After both houses of Congress passed it, the White House is finally recognizing that the deregulatory bill they proposed and pushed is distasteful to liberals who have actually looked at it for longer than two seconds:
White House allies are in an uproar over pro-business legislation embraced by President Obama, exposing a new rift in his relations with Democratic lawmakers and supporters amid his efforts since the fall to mend those ties [...]
To rally skeptical Democrats, including some who were thinking of trying to keep the bill from coming up for a vote, Senate Majority Leader Harry M. Reid (D-Nev.) last week made a last-minute, behind-the-scenes appeal to let the bill proceed, according to congressional aides. In the Mansfield Room off the Senate floor, Reid warned his Democratic colleagues against obstructing a measure backed by the president and standing in the way of a bipartisan effort to create jobs.

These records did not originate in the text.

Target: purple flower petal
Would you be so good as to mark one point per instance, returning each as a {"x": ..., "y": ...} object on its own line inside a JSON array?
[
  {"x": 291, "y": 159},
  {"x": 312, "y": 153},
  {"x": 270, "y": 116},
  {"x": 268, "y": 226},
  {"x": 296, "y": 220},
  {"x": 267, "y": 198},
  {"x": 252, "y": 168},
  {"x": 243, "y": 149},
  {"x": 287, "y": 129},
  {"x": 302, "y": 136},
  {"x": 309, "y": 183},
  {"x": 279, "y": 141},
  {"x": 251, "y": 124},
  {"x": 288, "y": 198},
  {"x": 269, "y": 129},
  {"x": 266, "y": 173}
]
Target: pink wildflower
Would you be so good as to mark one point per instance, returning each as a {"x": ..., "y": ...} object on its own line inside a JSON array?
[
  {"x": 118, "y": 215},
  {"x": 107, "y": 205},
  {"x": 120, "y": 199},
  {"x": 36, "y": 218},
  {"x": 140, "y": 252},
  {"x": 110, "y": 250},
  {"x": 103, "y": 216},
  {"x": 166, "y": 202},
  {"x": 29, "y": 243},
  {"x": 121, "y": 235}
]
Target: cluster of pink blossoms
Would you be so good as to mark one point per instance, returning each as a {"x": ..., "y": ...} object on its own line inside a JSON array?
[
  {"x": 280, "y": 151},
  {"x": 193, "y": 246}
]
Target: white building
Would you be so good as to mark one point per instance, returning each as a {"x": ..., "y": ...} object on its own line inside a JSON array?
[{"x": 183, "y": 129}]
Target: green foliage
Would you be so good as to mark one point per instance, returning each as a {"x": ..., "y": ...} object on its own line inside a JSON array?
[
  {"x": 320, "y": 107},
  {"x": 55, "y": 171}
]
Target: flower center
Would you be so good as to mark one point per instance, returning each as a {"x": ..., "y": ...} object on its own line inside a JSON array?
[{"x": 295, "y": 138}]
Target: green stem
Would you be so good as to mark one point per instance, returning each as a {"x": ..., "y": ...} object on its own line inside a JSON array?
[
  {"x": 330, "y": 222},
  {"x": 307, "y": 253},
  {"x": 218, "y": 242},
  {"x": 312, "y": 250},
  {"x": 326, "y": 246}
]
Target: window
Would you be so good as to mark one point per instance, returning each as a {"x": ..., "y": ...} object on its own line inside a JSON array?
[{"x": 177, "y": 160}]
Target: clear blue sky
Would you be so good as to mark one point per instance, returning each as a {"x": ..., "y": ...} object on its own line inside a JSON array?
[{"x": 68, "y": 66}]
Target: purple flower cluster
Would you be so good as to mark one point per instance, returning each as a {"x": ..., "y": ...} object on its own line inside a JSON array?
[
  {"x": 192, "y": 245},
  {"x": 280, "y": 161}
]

The Senate voted on the legislation, although half of the chamber’s Democrats voted against passage. Congressional aides said the White House’s enthusiastic support for the bill left some Democratic senators feeling boxed in.
There are only two ways to look at the JOBS Act. Either you agree with the Republican critique that regulations are a boot stamping on a human face forever, something the White House has rejected over and over again, or you think the economy will be served by a pro-fraud bill, a bill that makes it easier for companies to bilk investors and for Wall Street financiers to facilitate it. Neither makes the White House come off looking good.
The Administration took credit for the JOBS Act last week, and this article fleshes out more details about its origin. Apparently it’s a holdover from the dark Bill Daley days.
As Bill Black writes, most pro-fraud legislation ends up being bipartisan. Republicans are down for whatever pro-fraud bits they can get for their constituency. So when Democrats support something, it’s sure to get votes. And since Washington chases bipartisanship like a tiger chases its tail, you end up with legislation like this, that can be called a “bipartisan jobs measure” if you stretch the definition to its very limits.
And this late-in-the-game uproar won’t change anything. The House has vowed to accept the Senate amendments to the bill and give final passage this week.